Big Fed Rate Hike Coming Next Week, But That’s Not What Matters

This week, we will hear from the Fed as they announce the next rate hike on September2 1st. It will be big too. Just how big is a matter of debate. 0.75% is a safe starting point, but 1.00% will be on the table as well. The former would match July’s hike–the biggest since 1994. A 1.00% hike hasn’t been seen since 1982.

Desperate times call for desperate measures, and the Fed is desperate to push back against the highest inflation in decades.

The Consumer Price Index (CPI) is the oldest and most widely-followed measure of overall inflation in the US. The Fed targets an inflation rate of 2.0% at the core level. That mission
was going about as well as it had ever gone for most of the past 2 decades until covid. For a variety of reasons, the Fed dragged its feet a bit in responding to post-covid inflation
threat and has since been scrambling to catch up.

That “scramble” is evident across financial markets. The typical reaction for stocks and bonds alike is to SELL SELL SELL when the Fed sends unfriendly messages. When
traders sell bonds, rates rise. Stocks obviously move lower when sellers are in control.

What are the “unfriendly messages” and the “shift in the Fed policy outlook” specifically? Back in January, the big wake-up call was the Fed’s clear communication that its rate hike
timeline would play out much more quickly than it did during the 2013-2018 tightening cycle. As Fed speakers made that increasingly clear via speeches and official policy
communications, stocks and bonds continued to freak out.  Once the market feels like it understands the Fed’s mindset, it doesn’t wait around for such speeches. If traders know the data that the Fed cares about, traders will react to the data itself. In the current case, things are fairly simple because inflation has no other competition for the Fed’s focus. When last week’s CPI data came out hotter than expected, traders knew what to do.

Thankfully for consumers, the data actually didn’t show much of an increase in overall monthly obligations.

The headline number includes every price collected in the CPI report. It didn’t rise at all in July and only rose 0.1% in August. That’s the good news. The bad news is threefold. First, it was only as low as it was due to declines in fuel prices. Second, the Fed famously focuses on “core” CPI, which excludes food and energy.

We find the third piece of bad news in the data itself where Core CPI defied forecasts by a wide margin, surging to 0.6% versus expectations to hold steady at 0.3%.

Obviously, if every month was increasing at 0.6%, that would leave us at 5.0% in annual terms! Hence the sense of urgency in financial markets and the ramped up expectations
for next week’s rate hike.

Now’s a good time to answer the headline question of “what really matters?” While it’s true that the market could experience a lot of volatility next week if the Fed hikes by 1.0% instead of 0.75%, traders have been making much bigger changes to the Fed’s rate hike outlook for the subsequent meetings.

How can traders change the Fed’s rate hike outlook? They don’t, really. They simply make bets as to where the Fed Funds Rate will be after any given month’s Fed meeting.

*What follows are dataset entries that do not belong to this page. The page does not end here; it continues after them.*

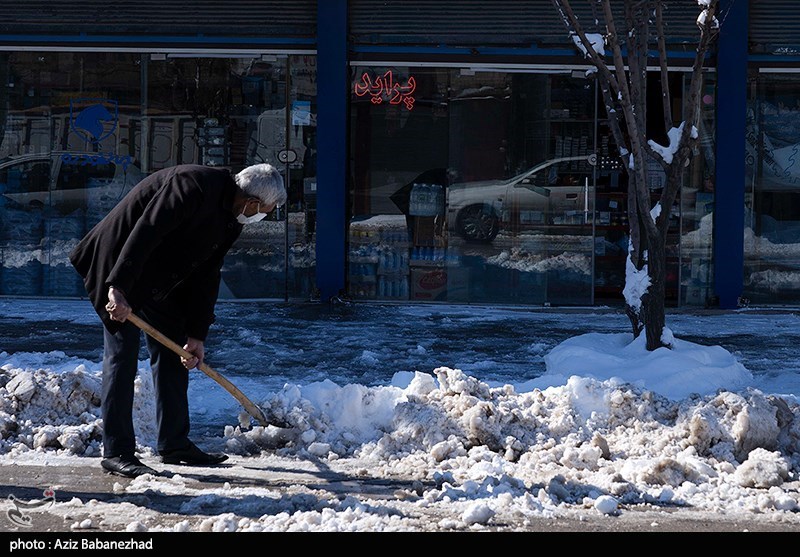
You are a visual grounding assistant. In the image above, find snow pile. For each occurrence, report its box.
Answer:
[0,351,156,456]
[0,334,800,531]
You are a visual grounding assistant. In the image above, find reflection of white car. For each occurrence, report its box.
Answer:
[0,151,144,214]
[447,156,593,242]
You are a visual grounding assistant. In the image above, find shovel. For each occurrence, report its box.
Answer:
[128,313,270,427]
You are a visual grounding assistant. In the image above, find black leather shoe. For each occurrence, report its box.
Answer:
[159,443,228,466]
[100,456,158,478]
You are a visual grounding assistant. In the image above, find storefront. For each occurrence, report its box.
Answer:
[0,0,800,307]
[743,2,800,305]
[348,0,715,305]
[0,2,317,298]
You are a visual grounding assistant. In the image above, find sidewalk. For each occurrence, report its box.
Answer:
[0,456,800,537]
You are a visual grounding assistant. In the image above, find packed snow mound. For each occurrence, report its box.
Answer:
[539,333,753,400]
[0,337,800,520]
[0,352,156,456]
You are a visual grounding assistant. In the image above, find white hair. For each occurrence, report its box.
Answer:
[234,164,286,207]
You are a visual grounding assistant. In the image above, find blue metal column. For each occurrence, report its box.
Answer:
[316,0,349,301]
[714,0,749,309]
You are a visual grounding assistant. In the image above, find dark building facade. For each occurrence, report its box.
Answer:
[0,0,800,308]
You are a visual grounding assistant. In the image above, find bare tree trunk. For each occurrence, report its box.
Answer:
[552,0,718,350]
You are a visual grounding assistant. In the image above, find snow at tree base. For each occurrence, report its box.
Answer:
[0,300,800,531]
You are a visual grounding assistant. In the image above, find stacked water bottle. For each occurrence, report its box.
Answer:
[411,246,461,266]
[377,244,408,300]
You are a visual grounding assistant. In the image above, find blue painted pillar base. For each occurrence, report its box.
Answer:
[316,0,349,301]
[713,0,749,309]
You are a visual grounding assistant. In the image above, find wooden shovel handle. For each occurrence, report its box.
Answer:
[128,313,269,426]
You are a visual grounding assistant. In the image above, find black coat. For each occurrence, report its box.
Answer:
[70,165,242,340]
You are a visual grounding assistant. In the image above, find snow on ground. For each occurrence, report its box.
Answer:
[0,300,800,531]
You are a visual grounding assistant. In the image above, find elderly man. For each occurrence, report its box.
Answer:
[70,164,286,478]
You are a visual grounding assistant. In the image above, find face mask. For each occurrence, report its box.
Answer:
[236,203,267,224]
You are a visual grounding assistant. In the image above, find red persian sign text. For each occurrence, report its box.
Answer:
[353,70,417,110]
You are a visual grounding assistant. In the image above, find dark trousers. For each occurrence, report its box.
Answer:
[103,304,189,458]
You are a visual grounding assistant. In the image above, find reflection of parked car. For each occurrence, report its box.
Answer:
[447,156,591,242]
[0,151,144,214]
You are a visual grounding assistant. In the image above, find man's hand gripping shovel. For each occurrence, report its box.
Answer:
[123,313,276,427]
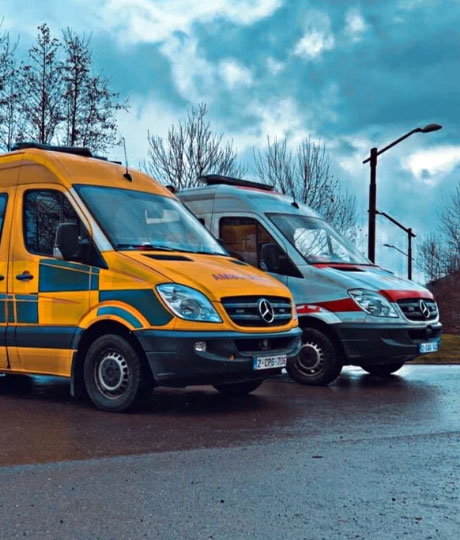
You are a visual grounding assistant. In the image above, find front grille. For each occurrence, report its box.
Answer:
[398,298,438,322]
[222,296,292,326]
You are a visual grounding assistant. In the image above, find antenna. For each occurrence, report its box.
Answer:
[121,137,133,182]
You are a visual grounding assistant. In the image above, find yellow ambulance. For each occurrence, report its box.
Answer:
[0,143,300,412]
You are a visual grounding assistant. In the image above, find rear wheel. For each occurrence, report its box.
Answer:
[214,381,263,396]
[84,334,153,412]
[361,362,405,377]
[286,328,343,386]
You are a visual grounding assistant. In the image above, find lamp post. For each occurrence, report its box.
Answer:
[375,210,415,279]
[363,124,442,262]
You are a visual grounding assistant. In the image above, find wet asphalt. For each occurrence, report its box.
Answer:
[0,365,460,540]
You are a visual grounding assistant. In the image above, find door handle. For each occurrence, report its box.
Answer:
[16,270,34,281]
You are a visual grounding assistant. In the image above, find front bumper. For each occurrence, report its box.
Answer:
[334,323,442,365]
[135,328,302,386]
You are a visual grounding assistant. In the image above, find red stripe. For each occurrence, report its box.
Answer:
[296,304,321,315]
[318,298,362,312]
[379,290,434,302]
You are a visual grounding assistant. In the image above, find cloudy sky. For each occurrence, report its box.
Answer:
[0,0,460,278]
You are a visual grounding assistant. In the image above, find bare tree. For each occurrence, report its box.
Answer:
[62,28,129,151]
[439,180,460,274]
[417,233,447,282]
[20,24,64,143]
[418,181,460,282]
[0,26,21,150]
[254,137,357,237]
[143,103,245,189]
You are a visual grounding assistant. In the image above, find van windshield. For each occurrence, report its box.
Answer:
[74,184,227,255]
[267,214,372,264]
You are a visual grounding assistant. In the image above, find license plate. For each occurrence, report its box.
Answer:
[254,354,287,370]
[420,341,439,353]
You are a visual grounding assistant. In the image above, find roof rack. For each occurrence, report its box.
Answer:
[11,142,95,157]
[11,142,122,165]
[198,174,275,191]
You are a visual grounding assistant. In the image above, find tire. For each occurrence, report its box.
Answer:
[361,362,405,377]
[84,334,154,412]
[214,381,263,396]
[286,328,343,386]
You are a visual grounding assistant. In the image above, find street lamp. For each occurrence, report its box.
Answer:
[375,210,416,279]
[383,244,408,257]
[363,124,442,262]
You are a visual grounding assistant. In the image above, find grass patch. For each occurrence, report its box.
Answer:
[411,334,460,364]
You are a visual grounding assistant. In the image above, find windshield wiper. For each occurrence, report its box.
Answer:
[117,243,179,251]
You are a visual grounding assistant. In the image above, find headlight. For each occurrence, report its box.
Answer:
[348,289,398,317]
[157,283,222,322]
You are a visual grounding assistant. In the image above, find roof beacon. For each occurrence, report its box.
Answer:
[123,137,133,182]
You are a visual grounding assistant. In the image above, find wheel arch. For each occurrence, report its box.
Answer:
[70,319,153,398]
[299,315,346,361]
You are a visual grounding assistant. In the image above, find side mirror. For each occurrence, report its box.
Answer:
[260,244,286,274]
[53,223,80,260]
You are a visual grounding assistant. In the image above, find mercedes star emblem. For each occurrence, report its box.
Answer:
[259,298,275,324]
[418,300,431,319]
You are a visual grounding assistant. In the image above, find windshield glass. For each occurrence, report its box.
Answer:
[74,185,227,255]
[268,214,371,264]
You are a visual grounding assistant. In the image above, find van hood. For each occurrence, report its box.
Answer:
[314,264,433,302]
[123,251,291,302]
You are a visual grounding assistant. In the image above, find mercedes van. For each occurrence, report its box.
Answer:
[0,143,301,412]
[178,175,441,385]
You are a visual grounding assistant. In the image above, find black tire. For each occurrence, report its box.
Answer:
[286,328,343,386]
[84,334,154,412]
[361,362,405,377]
[214,381,263,396]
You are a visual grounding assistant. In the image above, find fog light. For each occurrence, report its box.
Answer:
[194,341,207,352]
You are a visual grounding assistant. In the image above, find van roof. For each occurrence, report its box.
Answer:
[0,145,173,197]
[177,184,321,217]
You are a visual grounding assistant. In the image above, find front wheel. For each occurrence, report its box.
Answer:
[361,362,404,377]
[84,334,154,412]
[286,328,343,386]
[214,381,263,396]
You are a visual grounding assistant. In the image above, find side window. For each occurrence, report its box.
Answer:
[219,217,259,266]
[23,190,88,257]
[219,217,302,277]
[0,193,8,245]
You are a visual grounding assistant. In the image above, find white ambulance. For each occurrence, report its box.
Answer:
[177,175,442,385]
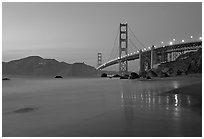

The market got its hopes up for a friendly rate scenario by late July and has been forced to do an abrupt 180° since then, both due to economic data and inflation reports. Last week’s
was just the latest example. It happened to have an outsized impact because it’s a highly uncertain time for inflation. Economists are looking for signs (and in some places, seeing
them) that inflation has turned a corner.

They were also worried about the possibility that those positive signs were merely byproducts of plummeting oil prices. Last week’s core CPI data says that worry is valid. It
doesn’t help that Fed speakers are in their blackout period (12 days without Fed speeches  leading up to an official policy statement) and that almost all of them have said they would
let data determine the size of the next hike.

But to reiterate, it’s still not the size of next week’s hike that matters most. What matters most (or at least more) in no particular order will be the Fed’s own rate hike outlook. This is conveyed in the Fed’s “summary of economic projections” or SEP. The SEP is released at 2pm along with the rate hike announcement. It frequently moves markets far more than anything in the announcement itself, and thus frequently leads to the faulty conclusion that the market is responding to the Fed’s rate hike.

In the case of the current meeting, the rate hike actually has more market moving power than average due to the uncertainty on the size of the hike.

Let’s connect the dots, briefly, to how this has impacted the mortgage market. Here too, it’s not the Fed Funds Rate itself or the short term outlook that matters as much as the longer term outlook. The Fed has also fully exited its bond buying programs as of September 15th. Although that dagger in the heart had been planned for months, daggers still hurt. Fed bond buying had been a major source of downward pressure on rates until they began to taper their buying amounts in late 2021.

So, congratulations! You’re living through an era that hasn’t been seen in more than a generation when it comes to the persistence of exceptionally high volatility (it was briefly a bit higher for small pockets of time in the past, such as March 2020, but it hasn’t been this elevated for this long since in 40+ years).